Avevo enormi aspettative per questo secondo lavoro di Tom Ford. Purtroppo però la visione non ne è stata all’altezza. Sia chiaro: Animali notturni è un film solido, ma non è un grande film. L’impressione è che la montagna abbia partorito il topolino: costruzione diegetica ambiziosa, grande fotografia, attori in grande spolvero, intensità dialogica, cura certosina nella messa in scena. Quello che manca sono storie interessanti, approfondite, che non sappiano di già visto e stravisto. In questo senso, le due parti di cui è composta l’opera, quella reale su Susan e quella romanzesca su Tony e l’indagine del detective, vanno a pescare da bacini tematici particolarmente frequentati nel cinema hollywoodiano: la ricca donna infelice, il crimine e la violenza in scenari desolati.
Il pregio del film è la capacità di raccordare verità e finzione libresca in un intrico di sentimenti frustrati e dolore che si riverbera sulle pagine d’un libro per poi tornare vivido nel sentire di Susan che lo legge. Ma quest’alchimia interessante non è stata impostata nel modo migliore possibile: riducendo al minimo le parti in flashback, quando si spiega l’origine del grumo di dolore di Edward, è come se mancasse sufficiente benzina per far funzionare, agli occhi dello spettatore, tutto il motore che dà avvio alla scrittura del volume. Si dà troppo spazio alle vicende della narrazione di secondo grado, penalizzando la scaturigine di tutta la vicenda. E questo comporta un’impalcatura vendicativa ipertrofica, ma che si appoggia su un basamento d’argilla. Bisognava sacrificare in parte la fascinazione noir delle indagini e dare maggior solidità alle premesse. Soprattutto agli aspetti più aspri e al lato egoistico di Susan.
Tom Ford gestisce il linguaggio cinematografico in modo troppo estetizzante, sacrificando la dimensione narrativa delle sequenze. Non c’è grande pazienza nel costruire le tessiture, perché per il regista ogni immagine deve essere icastica. E allora sono i personaggi a raccontare i loro problemi, ma noi non li vediamo davvero reificati nella messa in scena. I protagonisti si descrivono a vicenda e noi non possiamo far altro che credere loro. Ma questo rende poco efficace la loro caratterizzazione e smorza in parte la potenza e la necessità dello spirito vendicativo del romanzo.
Le dinamiche delle indagini sono tutt’altro che indimenticabili. Anzi, si fanno notare per il loro ritmo blando e l’essenzialità degli elementi in gioco. Non è proprio una storia avvincente quella di Tony, è un lento macerarsi nella frustrazione (e questo va bene), che aggiunge poco al risultato complessivo delle vicende. Si poteva asciugare questa parte e dare maggior consistenza agli sviluppi nella vita reale di Susan, che invece sono del tutto minimali.

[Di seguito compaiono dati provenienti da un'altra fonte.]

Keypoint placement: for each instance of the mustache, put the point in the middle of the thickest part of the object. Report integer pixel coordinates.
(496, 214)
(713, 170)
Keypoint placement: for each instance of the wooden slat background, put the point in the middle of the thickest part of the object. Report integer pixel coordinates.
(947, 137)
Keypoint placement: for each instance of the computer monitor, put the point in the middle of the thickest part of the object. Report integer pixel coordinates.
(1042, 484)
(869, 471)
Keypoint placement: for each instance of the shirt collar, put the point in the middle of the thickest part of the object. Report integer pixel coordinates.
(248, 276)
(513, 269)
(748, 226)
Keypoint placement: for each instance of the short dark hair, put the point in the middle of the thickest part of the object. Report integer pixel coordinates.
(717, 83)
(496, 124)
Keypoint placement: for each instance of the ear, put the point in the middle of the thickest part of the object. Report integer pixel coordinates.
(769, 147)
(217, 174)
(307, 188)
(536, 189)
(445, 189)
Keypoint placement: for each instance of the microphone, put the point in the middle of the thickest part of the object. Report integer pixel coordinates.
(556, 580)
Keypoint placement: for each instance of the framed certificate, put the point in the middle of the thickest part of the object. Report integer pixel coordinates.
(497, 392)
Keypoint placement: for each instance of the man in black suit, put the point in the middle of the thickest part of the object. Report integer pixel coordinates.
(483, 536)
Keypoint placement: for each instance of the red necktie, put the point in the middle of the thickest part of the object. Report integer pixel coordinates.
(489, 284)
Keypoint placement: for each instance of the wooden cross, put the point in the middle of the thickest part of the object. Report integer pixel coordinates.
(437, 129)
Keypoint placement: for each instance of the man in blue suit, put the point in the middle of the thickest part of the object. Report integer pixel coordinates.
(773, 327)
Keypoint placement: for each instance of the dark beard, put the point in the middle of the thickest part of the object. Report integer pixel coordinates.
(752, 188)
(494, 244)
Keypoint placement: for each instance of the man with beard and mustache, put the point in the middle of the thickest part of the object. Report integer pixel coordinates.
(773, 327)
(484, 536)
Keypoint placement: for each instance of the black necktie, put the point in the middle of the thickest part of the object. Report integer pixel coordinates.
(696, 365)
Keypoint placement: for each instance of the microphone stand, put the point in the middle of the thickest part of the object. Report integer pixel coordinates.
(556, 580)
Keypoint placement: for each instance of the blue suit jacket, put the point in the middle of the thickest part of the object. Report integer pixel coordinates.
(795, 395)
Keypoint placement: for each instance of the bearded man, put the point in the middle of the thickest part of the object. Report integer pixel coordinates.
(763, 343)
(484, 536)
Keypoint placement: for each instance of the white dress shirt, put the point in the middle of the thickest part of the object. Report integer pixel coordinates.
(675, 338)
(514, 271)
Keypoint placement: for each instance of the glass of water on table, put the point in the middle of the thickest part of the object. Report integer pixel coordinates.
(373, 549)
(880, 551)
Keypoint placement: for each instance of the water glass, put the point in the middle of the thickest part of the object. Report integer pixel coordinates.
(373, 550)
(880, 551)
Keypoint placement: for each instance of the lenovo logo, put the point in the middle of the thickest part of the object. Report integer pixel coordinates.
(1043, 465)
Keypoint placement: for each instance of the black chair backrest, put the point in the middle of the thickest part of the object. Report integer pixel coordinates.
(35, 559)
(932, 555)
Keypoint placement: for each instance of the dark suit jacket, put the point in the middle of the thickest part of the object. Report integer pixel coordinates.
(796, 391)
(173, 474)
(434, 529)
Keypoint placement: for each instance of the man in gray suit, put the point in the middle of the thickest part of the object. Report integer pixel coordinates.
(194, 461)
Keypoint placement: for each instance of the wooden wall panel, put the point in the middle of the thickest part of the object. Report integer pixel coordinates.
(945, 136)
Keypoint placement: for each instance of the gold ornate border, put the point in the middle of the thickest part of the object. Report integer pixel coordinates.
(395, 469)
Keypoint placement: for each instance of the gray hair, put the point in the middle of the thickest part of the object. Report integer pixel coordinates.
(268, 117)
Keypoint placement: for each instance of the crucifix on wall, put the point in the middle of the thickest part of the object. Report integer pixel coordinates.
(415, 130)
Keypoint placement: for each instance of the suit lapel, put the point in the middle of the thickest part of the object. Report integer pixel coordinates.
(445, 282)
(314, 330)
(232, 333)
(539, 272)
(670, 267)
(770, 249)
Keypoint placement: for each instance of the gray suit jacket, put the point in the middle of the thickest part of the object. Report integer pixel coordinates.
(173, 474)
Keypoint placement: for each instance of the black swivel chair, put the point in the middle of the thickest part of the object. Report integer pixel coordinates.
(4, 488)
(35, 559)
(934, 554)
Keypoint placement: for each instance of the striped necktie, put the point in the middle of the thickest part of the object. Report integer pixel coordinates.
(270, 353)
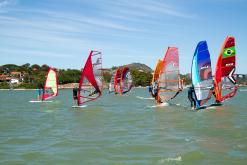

Alcuni dialoghi sono anche validi, ma la maggior parte del copione si fa notare per l’impronta didascalica data da Ford. Insomma, tutto è scandito in modo troppo nitido, diluendo in questo modo la corrosiva asprezza delle vicende. Lo spettatore non è mai incalzato dalle scene, ma al contrario le attende, nel loro dipanarsi un po’ pachidermico.
Il talento di Ford sembra più fertile nell’impostazione visiva dell’immagine e delle sequenze. Il nitore con cui vengono concepite le scene è notevole, così come la cura nei dettagli estetici dei personaggi, per evidenziare i loro cambiamenti interiori e il passare del tempo che li logora. Bisogna anche dire che le sequenze erano tutte decisamente facili da girare. Le parti più complesse (e ambiziose) vengono saltate con ellissi furbesche. Vediamo quasi sempre e solo persone dialoganti. Scene curate, nelle luci, nella tonalità cromatica della fotografia, nei paesaggi, nelle pettinature e nei costumi, ma fondamentalmente scene elementari.